Kate Raworth, in Doughnut Economics, expresses the problem well: “Humanity’s journey through the twenty-first century will be led by the policymakers, entrepreneurs, teachers, journalists community organizers, activists, and voters who are being educated today. But these citizens of 2050 are being taught an economic mindset that is rooted in the textbooks of 1950, which in turn are tooted in the theories of 1850… The twenty-first century demands that we make those assumptions explicit  and those blind spots visible so that we can, once again, rethink economics.”[10]

Practically, this also implies more focus on inter-disciplinary studies, changes in economic curricula that put more weight on non-mathematical economics, economic history, and the philosophical foundations of economics, and a further rebalancing towards non-neoclassical approaches.

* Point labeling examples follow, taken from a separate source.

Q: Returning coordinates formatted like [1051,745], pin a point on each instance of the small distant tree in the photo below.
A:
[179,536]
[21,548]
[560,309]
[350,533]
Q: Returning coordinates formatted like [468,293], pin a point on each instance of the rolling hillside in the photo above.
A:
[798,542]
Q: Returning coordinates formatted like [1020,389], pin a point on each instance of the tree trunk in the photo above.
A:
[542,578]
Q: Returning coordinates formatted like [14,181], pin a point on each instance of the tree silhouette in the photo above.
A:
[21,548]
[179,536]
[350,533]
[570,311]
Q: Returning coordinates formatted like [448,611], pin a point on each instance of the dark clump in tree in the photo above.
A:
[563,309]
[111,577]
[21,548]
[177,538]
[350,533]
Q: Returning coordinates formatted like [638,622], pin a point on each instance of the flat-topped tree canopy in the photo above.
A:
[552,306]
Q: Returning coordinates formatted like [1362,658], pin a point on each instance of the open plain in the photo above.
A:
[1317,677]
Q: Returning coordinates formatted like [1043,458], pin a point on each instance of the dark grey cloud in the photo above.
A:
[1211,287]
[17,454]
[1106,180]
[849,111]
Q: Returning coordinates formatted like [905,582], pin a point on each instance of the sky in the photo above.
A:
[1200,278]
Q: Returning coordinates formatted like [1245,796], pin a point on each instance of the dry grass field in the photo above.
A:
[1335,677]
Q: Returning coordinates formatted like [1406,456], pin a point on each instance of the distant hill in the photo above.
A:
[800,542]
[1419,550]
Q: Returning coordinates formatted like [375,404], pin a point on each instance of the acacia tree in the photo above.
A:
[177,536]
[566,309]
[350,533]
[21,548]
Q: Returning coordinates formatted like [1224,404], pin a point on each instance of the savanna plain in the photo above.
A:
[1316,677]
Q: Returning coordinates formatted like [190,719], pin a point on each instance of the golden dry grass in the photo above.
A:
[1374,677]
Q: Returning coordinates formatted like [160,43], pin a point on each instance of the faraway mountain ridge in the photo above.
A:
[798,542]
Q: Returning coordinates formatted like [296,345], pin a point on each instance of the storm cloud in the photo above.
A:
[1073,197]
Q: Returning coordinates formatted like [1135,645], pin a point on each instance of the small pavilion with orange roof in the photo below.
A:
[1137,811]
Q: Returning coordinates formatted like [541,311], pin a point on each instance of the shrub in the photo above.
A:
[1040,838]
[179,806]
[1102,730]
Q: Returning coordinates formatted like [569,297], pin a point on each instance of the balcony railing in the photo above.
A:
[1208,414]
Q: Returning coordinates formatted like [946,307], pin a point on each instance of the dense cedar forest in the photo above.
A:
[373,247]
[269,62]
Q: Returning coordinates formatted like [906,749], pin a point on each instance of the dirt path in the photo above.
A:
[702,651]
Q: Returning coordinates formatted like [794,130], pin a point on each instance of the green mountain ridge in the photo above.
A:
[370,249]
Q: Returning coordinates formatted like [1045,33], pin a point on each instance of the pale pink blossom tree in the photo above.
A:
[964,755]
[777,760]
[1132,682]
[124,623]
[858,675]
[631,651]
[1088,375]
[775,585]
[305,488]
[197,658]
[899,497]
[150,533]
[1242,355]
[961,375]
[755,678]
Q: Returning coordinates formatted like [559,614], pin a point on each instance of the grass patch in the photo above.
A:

1. An Essay on the Nature and Significance of Economic Science, Lionel Robbins, and Essays in Positive Economics, Milton Friedman

2. ‘Striving for Balance in Economics: Towards a Theory of the Social Determination of Behaviour’, Karla Hoff & Joseph Stiglitz

3. Identity Economics, George Akerlof & Rachel Kranton

4. Altruism is behaviour that comes at a personal cost and benefits someone else.

5. George Soros articulated the notion of reflexivity to describe this property of economic systems.

6.  Bookstaber in his post-global financial crisis (GFC) evaluation, The End of Theory, notes for example that:  “Groups of people display patterns and structures of behavior (namely, emergent behavior) that are not present in the behavior of the individual members…For contemporary economics, this suggests that the pursuit of micro foundations for macroeconomics is futile. Even if individual behavior were perfectly understood, it would be impossible to draw useful conclusions about macroeconomics directly from that understanding, due to the aggregation problem.”

7. Richard Thaler discusses this in Misbehaving, his accessible account of behavioural economics.

8.  The Econocracy: The Perils of Leaving Economics to the Experts, Joe Earle, Cahal Moran, Zach Ward-Perkins

9. ‘The economist as shaman: revisioning our role for a sustainable, provisioning economy’, Molly Scott Cato.

10. Doughnut Economics, Kate Raworth.



Len Verwey is head of research at the Motsepe Foundation. He was the manager of the Budget Unit of the Political Information and Monitoring Service (PIMS) at the Institute for Democracy in South Africa (IDASA).